Critics of Southern California Edison’s (SCE) Ellwood Peaker Plant are hailing the California Public Utilities Commission’s (CPUC) decision to reject unanimously a taxpayer-funded refurbishment of the plant, saying it affords the utility an opportunity to put more solar+storage into operation.
The CPUC also indicated that they would like to re-evaluate its approval of another gas peaker plant that has yet to be built.
“At this time, absent very compelling circumstances, we should be directing all of our investments in infrastructure and energy to clean energy resources,” said Clifford Rechtschaffen, one of the commissioners. “The proposed refurbishment is not a good use of ratepayer dollars.”

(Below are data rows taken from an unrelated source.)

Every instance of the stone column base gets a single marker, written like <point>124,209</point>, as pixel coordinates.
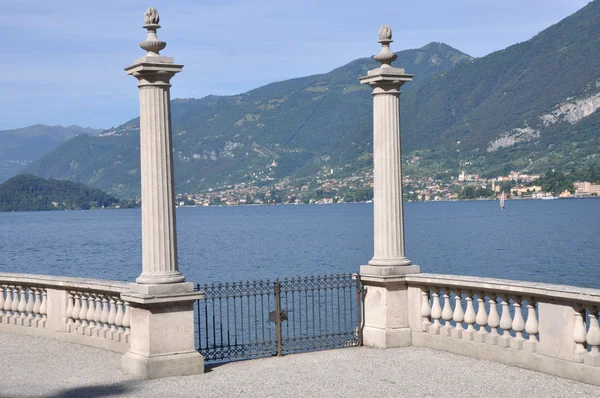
<point>180,364</point>
<point>386,314</point>
<point>162,333</point>
<point>386,338</point>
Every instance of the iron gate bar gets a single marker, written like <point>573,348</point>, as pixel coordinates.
<point>230,327</point>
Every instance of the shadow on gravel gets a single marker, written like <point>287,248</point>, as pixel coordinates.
<point>97,390</point>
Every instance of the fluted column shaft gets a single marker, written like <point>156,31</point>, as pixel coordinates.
<point>388,214</point>
<point>159,238</point>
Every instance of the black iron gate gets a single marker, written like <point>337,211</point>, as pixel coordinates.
<point>263,318</point>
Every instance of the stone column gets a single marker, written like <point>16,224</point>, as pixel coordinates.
<point>159,239</point>
<point>161,303</point>
<point>386,300</point>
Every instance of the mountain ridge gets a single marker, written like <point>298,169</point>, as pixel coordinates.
<point>216,138</point>
<point>530,107</point>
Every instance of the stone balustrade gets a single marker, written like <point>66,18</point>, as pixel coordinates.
<point>544,327</point>
<point>78,310</point>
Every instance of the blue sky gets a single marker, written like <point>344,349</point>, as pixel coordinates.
<point>63,61</point>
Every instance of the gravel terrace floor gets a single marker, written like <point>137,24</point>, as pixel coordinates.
<point>37,367</point>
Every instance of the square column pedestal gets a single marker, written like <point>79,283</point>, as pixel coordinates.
<point>162,331</point>
<point>386,306</point>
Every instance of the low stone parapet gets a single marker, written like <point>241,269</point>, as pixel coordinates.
<point>77,310</point>
<point>548,328</point>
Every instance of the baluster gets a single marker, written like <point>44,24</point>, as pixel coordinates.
<point>22,306</point>
<point>2,303</point>
<point>126,322</point>
<point>15,306</point>
<point>531,326</point>
<point>104,317</point>
<point>518,325</point>
<point>436,312</point>
<point>119,318</point>
<point>592,358</point>
<point>83,313</point>
<point>470,317</point>
<point>425,310</point>
<point>493,321</point>
<point>98,315</point>
<point>90,314</point>
<point>8,303</point>
<point>69,311</point>
<point>112,315</point>
<point>481,318</point>
<point>579,333</point>
<point>505,323</point>
<point>29,307</point>
<point>76,311</point>
<point>458,316</point>
<point>447,313</point>
<point>44,307</point>
<point>36,306</point>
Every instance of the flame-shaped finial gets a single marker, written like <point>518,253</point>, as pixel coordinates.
<point>152,45</point>
<point>385,57</point>
<point>151,16</point>
<point>385,33</point>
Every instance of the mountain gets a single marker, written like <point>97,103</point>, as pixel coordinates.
<point>28,193</point>
<point>531,106</point>
<point>286,128</point>
<point>21,146</point>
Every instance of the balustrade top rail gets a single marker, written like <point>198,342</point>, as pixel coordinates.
<point>64,283</point>
<point>535,289</point>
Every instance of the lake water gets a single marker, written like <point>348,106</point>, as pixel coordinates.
<point>546,241</point>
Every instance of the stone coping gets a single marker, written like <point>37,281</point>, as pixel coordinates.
<point>521,288</point>
<point>64,282</point>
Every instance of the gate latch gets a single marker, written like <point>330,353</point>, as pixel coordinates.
<point>273,316</point>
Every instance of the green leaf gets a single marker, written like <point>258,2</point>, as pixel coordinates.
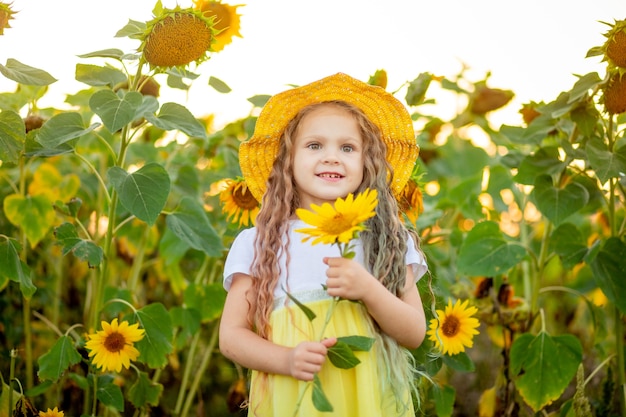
<point>358,343</point>
<point>115,112</point>
<point>320,401</point>
<point>342,356</point>
<point>190,223</point>
<point>307,311</point>
<point>485,252</point>
<point>460,362</point>
<point>84,250</point>
<point>173,116</point>
<point>188,320</point>
<point>144,392</point>
<point>157,342</point>
<point>219,85</point>
<point>609,268</point>
<point>207,299</point>
<point>567,241</point>
<point>110,394</point>
<point>62,128</point>
<point>444,400</point>
<point>23,74</point>
<point>605,163</point>
<point>144,192</point>
<point>544,366</point>
<point>557,204</point>
<point>12,136</point>
<point>97,76</point>
<point>61,356</point>
<point>34,214</point>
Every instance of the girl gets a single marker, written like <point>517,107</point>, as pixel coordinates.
<point>312,145</point>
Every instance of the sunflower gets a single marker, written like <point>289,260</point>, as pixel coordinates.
<point>177,37</point>
<point>6,14</point>
<point>454,330</point>
<point>226,21</point>
<point>239,203</point>
<point>615,46</point>
<point>339,223</point>
<point>51,413</point>
<point>411,201</point>
<point>113,347</point>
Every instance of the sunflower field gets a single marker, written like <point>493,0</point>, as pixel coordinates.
<point>117,216</point>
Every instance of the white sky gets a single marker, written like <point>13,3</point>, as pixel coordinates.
<point>532,47</point>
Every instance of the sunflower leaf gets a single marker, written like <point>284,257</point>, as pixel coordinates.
<point>320,401</point>
<point>60,357</point>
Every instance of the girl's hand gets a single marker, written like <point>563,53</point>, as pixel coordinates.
<point>347,278</point>
<point>307,358</point>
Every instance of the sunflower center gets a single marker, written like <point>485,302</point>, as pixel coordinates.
<point>450,326</point>
<point>244,198</point>
<point>114,342</point>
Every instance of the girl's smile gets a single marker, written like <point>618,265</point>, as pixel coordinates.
<point>328,156</point>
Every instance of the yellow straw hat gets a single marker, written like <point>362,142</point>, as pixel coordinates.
<point>257,155</point>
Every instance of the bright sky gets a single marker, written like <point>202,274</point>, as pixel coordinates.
<point>532,47</point>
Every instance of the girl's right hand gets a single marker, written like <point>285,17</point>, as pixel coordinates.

During the CPUC’s deliberations, the Clean Coalition, a nonprofit organization whose mission is to accelerate the transition to renewable energy and a modern grid through technical, policy, and project development expertise, submitted its own analysis that it says proves solar+storage could replace the Ellwood gas plant at a far lower cost than refurbishing the older plant.
To provide a turn-key option for the CPUC to consider, the group has proffered a feed-in tariff (FIT) that includes a market responsive pricing mechanism to ensure maximum savings for ratepayers, as well as an energy-storage incentive.
“The Clean Coalition’s FIT is designed to procure and deploy cost-effective renewables and energy storage much more quickly than auctions, which are sometimes burdened by excessive preparation requirements, transaction costs and failure rates,” said Craig Lewis, executive director of the Clean Coalition. “A well-designed FIT will bring cost-effective renewables and energy storage online well ahead of the 2020 need for these resources in the Ellwood plant service area.”
The CPUC made its decision at its Sept. 28 meeting.